Flying is fascinating. Or it was. Get on the plane, look for the seat and check with illusion that it has a window. A slight tingling when the route starts towards the track. The tremendous push against the seat at the time of accelerating. The incoherent feeling of ungravation when gaining height and we feel pressured against the bottom of the seat. The notice that we can take off our belt and yes, make sure that, mysteriously, we are flying.
A formidable trip. I remember my first plane trip. With illusion, with nervousness. But everything changes when, due to the circumstances of life, the plane ceases to be something exceptional and becomes a more or less usual means of transport.

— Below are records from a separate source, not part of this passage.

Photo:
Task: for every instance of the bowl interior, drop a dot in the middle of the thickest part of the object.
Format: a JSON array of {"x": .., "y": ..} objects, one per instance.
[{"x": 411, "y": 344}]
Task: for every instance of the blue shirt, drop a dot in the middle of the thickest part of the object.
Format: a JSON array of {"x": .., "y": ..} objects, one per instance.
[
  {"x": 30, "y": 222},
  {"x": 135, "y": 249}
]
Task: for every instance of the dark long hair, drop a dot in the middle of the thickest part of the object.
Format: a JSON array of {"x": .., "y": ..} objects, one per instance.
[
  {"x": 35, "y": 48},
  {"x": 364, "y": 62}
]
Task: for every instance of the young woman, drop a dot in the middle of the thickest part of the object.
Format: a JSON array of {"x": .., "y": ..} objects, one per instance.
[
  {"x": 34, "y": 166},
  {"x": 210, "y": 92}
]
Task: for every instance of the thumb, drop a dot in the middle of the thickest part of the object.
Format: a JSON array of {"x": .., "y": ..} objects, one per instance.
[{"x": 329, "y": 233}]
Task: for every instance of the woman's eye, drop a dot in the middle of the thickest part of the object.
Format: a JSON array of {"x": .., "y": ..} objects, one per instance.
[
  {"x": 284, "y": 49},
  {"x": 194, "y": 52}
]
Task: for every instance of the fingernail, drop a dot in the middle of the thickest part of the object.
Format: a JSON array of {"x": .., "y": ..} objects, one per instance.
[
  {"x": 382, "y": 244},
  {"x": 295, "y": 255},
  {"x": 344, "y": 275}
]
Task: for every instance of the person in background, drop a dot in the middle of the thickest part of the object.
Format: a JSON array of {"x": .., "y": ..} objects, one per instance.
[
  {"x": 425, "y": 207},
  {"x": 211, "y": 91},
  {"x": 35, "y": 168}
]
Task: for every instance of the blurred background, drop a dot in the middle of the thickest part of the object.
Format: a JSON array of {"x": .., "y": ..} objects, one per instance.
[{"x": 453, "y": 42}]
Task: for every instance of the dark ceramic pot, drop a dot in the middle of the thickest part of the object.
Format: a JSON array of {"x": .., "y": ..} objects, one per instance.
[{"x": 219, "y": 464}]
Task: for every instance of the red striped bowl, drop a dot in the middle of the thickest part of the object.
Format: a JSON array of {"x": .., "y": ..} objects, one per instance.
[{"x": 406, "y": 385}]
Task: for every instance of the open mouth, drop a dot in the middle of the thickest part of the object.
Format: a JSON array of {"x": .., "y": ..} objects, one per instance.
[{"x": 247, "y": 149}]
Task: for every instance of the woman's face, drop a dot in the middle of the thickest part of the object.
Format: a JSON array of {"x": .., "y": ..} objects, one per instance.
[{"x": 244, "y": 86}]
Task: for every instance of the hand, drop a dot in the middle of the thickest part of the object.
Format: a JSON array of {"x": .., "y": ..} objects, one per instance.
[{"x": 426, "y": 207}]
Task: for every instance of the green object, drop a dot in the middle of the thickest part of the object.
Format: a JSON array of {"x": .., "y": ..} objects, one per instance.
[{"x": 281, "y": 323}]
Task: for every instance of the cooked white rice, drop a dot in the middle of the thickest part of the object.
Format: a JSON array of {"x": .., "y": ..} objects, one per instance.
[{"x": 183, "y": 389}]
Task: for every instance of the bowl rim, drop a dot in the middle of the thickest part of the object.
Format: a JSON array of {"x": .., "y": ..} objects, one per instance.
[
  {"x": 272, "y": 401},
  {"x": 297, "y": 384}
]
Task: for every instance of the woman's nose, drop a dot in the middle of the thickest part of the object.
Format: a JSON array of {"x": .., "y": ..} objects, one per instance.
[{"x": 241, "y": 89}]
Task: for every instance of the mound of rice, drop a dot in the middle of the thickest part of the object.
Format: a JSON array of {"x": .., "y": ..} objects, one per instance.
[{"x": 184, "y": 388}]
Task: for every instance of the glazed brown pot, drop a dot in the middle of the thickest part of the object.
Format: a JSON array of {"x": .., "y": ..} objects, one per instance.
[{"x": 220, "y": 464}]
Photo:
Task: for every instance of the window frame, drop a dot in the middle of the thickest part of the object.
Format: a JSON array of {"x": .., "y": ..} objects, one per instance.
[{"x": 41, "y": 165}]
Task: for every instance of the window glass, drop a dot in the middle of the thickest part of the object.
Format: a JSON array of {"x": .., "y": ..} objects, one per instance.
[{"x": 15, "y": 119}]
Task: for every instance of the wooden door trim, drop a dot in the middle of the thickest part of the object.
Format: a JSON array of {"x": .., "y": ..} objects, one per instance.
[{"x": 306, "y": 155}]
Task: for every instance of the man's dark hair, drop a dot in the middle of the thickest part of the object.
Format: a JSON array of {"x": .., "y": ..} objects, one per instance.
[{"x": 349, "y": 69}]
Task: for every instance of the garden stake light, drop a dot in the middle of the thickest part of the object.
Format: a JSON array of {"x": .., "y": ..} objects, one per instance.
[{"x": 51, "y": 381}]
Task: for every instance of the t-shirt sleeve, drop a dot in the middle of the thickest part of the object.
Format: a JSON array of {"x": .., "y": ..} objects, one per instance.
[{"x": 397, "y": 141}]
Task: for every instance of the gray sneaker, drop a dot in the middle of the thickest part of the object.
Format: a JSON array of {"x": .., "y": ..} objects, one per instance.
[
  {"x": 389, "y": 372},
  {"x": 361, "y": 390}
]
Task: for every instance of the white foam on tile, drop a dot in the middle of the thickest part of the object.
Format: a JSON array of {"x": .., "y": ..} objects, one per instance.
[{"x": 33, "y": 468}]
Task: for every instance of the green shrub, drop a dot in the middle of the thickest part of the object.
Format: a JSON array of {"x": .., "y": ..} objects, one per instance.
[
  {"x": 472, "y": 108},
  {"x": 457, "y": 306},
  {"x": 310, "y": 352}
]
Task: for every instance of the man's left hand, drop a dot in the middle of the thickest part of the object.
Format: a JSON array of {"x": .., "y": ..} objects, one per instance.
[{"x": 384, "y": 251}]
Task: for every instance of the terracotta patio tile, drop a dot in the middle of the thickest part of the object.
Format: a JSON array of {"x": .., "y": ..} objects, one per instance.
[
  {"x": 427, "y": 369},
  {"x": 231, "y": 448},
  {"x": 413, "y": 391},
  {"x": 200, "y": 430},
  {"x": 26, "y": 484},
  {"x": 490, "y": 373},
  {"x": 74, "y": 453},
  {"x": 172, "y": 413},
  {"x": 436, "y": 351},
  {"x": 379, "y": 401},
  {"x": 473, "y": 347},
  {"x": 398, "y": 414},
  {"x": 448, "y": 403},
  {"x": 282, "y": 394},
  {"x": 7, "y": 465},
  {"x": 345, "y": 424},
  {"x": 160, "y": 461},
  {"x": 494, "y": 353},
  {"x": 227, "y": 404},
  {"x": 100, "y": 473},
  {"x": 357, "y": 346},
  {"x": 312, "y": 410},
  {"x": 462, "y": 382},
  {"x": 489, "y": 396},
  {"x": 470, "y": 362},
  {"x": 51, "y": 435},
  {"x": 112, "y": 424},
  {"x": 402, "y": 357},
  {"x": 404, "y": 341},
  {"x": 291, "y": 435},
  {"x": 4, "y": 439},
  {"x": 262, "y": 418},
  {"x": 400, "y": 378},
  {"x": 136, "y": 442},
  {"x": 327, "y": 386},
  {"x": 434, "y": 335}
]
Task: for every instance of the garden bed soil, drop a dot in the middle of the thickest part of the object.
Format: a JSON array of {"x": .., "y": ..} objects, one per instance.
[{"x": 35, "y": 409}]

Or when you arrive at the airport and check the huge tail with horror to pass a police control that, fortunately, It should be simplified very soon. Or when you discover that you measure more than 1.70 meters and enter the seat becomes an exercise in contortionism. Or when your look visualizes in the poster that the flight is delayed. Or when that little bridge getaway falls apart by an unforeseen cancellation. Or when you reach the destination and you have the keys and wallet at hand, but the suitcase has been lost along the way. Or when …
A blow of reality. We have gone from seeing the plane as a luxury transport and associating it with an attractive and unique experience to pray because nothing happens if we have to take one. In 1951, Iberia flew for the first time to New York. On its website We can read how “a select chefs group prepared each meal, poured syrup on the cakes and prepared the trays that would then serve passengers aboard the Iberia airplanes.”
There was no trace of huge queues before climbing the plane, from the distinction of passengers in four groups, “that suitcase does not enter” because it measures two and a half centimeters more than expected or charging significant amounts for choosing a seat. In the 50s in Iberia, “only the plane receives more attention than you.”


They are not just sensations. It is not only a matter of sensations. Passengers begin to be really fed up with companies’s practices. In Financial Times They give as an example an American passenger who travels regularly with Southwest Airlines. In his five annual trips to the same destination he lived delays, cancellations for various reasons and even loss of the suitcase.
It is not an isolated case. For the first time in more than a decade, the negative perception of flights exceeds the positive. In the United States, the fourth part of the 2022 flights were delayed or canceled and only in October the United States Department of Transportation registered 3,000 complaints of users, five times more than in 2019.
Two hours. And 10,800 canceled flights. This was the result of a problem in the software of the Federal Aviation Administration of the United States that forced to leave on land all the air paths of the country for a couple of hours. 120 minutes that, as proven, wreaked havoc in the country with greater air traffic of the world. It is calculated which in 2019 traveled 925,500,000 passengers.
With data from 2022, the United States is the country that has the most airports in the world. Its enormous distances and the absence of any type of commitment to the train as an alternative medium has caused that last year it will be counted until 16,890 airports. The second country is Brazil, with 4,093. The most recent data in Spain are from 2013, but then added only 150 facilities of this type.
A funnel. One of the problems that indicate in the Financial Times article is the lack of workers. Coronavirus pandemia had cleaned, more or lessthe sky of airplanes. The increase in remote meetings caused many companies to ensure Bloomberg That the business trips had ended. But nothing is further from reality. Withdrawal restrictions, The number of trips has firmed again.
While Airbus and Boeing thousands of millions are distributed in aircraft purchases, Pilots are missing. Many. In the United States alone, 8,000 new employees are necessary. By 2032 a world scarcity is expected of up to 32,000 pilots.
And not just pilots. But pilot scarcity is not the only one that is causing delays, cancellations and generalized discomfort in travelers. In our country we know that traveling on vacation is synonymous with risk. The strikes of land workers, cabin staff and pilots have become generalized in summer and Christmas.
The workers of the airlines generally denounce too much work at work for a lack of employees that crawls from the toughest months of the confinements by the COVID-19. It is estimated that those days said goodbye to 191,000 workers in airports and airlines.